Re: [PATCH v4 8/9] fix py-finish-breakpoint.exp with always-async
- From: Tom Tromey <tromey at redhat dot com>
- To: Pedro Alves <palves at redhat dot com>
- Cc: gdb-patches at sourceware dot org
- Date: Mon, 09 Dec 2013 10:52:49 -0700
- Subject: Re: [PATCH v4 8/9] fix py-finish-breakpoint.exp with always-async
- Authentication-results: sourceware.org; auth=none
- References: <1382464769-2465-1-git-send-email-tromey at redhat dot com> <1382464769-2465-9-git-send-email-tromey at redhat dot com> <52813425 dot 6020709 at redhat dot com>
>>>>> "Pedro" == Pedro Alves <palves@redhat.com> writes:
Tom> However, the code did not follow this comment -- it didn't check to
Tom> see if the command started the target, just whether the target was
Tom> executing a sync command at this point.

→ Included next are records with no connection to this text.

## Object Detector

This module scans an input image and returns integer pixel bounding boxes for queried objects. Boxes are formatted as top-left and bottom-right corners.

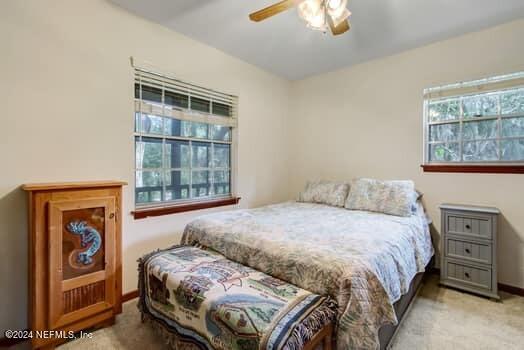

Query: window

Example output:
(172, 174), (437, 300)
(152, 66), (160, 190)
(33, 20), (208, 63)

(134, 67), (238, 214)
(423, 72), (524, 173)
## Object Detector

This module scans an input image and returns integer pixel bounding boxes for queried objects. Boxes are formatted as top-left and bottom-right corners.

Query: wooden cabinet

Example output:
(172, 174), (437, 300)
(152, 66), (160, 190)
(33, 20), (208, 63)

(23, 181), (126, 349)
(439, 203), (500, 300)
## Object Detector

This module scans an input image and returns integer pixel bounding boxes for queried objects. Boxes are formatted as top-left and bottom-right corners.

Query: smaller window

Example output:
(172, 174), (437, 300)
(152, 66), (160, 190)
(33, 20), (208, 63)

(423, 73), (524, 169)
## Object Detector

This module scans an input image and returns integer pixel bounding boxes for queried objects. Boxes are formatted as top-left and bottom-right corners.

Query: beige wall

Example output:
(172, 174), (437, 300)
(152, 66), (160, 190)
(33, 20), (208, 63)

(289, 19), (524, 288)
(0, 0), (292, 332)
(2, 0), (524, 334)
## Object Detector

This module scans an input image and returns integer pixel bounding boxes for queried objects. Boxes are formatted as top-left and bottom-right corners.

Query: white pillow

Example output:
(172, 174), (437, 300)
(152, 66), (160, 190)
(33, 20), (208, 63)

(298, 180), (350, 207)
(344, 178), (416, 217)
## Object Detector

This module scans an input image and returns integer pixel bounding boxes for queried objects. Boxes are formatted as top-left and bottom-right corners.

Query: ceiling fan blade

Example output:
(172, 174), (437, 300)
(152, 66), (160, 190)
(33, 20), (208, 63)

(329, 18), (350, 36)
(249, 0), (296, 22)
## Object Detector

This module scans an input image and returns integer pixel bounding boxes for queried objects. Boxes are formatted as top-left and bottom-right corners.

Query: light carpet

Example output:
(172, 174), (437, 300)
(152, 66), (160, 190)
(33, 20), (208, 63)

(53, 275), (523, 350)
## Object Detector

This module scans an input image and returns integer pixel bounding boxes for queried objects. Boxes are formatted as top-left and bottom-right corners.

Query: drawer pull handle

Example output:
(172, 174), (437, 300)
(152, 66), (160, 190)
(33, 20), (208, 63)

(464, 272), (470, 278)
(465, 248), (471, 254)
(465, 224), (471, 230)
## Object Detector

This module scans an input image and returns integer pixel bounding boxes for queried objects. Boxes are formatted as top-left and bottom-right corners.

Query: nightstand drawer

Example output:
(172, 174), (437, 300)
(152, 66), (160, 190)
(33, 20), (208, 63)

(445, 213), (492, 239)
(445, 238), (492, 265)
(445, 260), (492, 290)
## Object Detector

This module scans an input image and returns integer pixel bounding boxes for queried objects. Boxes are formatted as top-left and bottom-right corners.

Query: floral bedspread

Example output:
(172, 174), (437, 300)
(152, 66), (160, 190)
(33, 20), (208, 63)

(181, 201), (434, 349)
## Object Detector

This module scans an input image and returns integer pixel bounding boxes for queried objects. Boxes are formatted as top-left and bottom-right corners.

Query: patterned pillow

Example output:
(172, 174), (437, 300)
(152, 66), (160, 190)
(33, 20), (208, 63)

(298, 180), (350, 207)
(344, 178), (416, 217)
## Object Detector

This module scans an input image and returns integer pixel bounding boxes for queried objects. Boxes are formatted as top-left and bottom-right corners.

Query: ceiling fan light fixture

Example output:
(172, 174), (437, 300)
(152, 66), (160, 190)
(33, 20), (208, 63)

(297, 0), (326, 29)
(249, 0), (351, 36)
(307, 10), (327, 31)
(326, 0), (347, 16)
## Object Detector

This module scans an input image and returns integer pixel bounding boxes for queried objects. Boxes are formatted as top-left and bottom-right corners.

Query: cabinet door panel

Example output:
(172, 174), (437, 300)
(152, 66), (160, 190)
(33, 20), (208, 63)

(48, 197), (116, 329)
(61, 207), (106, 279)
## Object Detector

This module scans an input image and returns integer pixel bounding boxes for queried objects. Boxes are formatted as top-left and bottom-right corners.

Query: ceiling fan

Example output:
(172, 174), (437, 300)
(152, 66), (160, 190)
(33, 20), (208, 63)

(249, 0), (351, 35)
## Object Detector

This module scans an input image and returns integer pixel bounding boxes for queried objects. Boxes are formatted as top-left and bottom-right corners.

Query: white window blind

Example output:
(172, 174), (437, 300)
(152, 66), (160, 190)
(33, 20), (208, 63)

Pedro> Can you explain this a little better, please?
We'll see :)
Pedro> IIUC (I haven't really stepped through the code):
Pedro> - A synchronous execution command is run. sync_execution is set.
Pedro> - A python breakpoint is hit, and the corresponding stop
Pedro> method is executed. While python commands are executed,
Pedro> interpreter_async is forced to 0.
Pedro> - The Python stop method happens to execute a not-execution-related
Pedro> gdb command ("where 1").
Pedro> - Seeing that sync_execution is set, GDB nests a new event loop,
Pedro> although that wasn't necessary.
Pedro> - Some event that causes a stop triggers in the inferior, and
Pedro> normal_stop is called.
Ok to here. And this step is where I think the bug lies -- the comment
in execute_command explains the logic here, but the code doesn't
faithfully implement it.
Pedro> - the nested event loop unwinds/ends, and normal_stop is called
Pedro> again. (IOW, normal_stop was called
Pedro> twice for the same event.) The assertion triggers.
I think the event is not handled twice. Instead the second time the
event is TARGET_WAITKIND_NO_RESUMED:
infrun: target_wait (-1, status) =
infrun: -1 [process -1],
infrun: status->kind = no-resumed
infrun: TARGET_WAITKIND_NO_RESUMED
infrun: stop_stepping
No unwaited-for children left.
infrun: BPSTAT_WHAT_STOP_NOISY
infrun: stop_stepping
Pedro> Is that accurate?
Pedro> What happens if the Python stop method actually does run an
Pedro> execution command?
I can find out -- but note that we explicitly disavow this in the
manual, so in a sense it doesn't matter.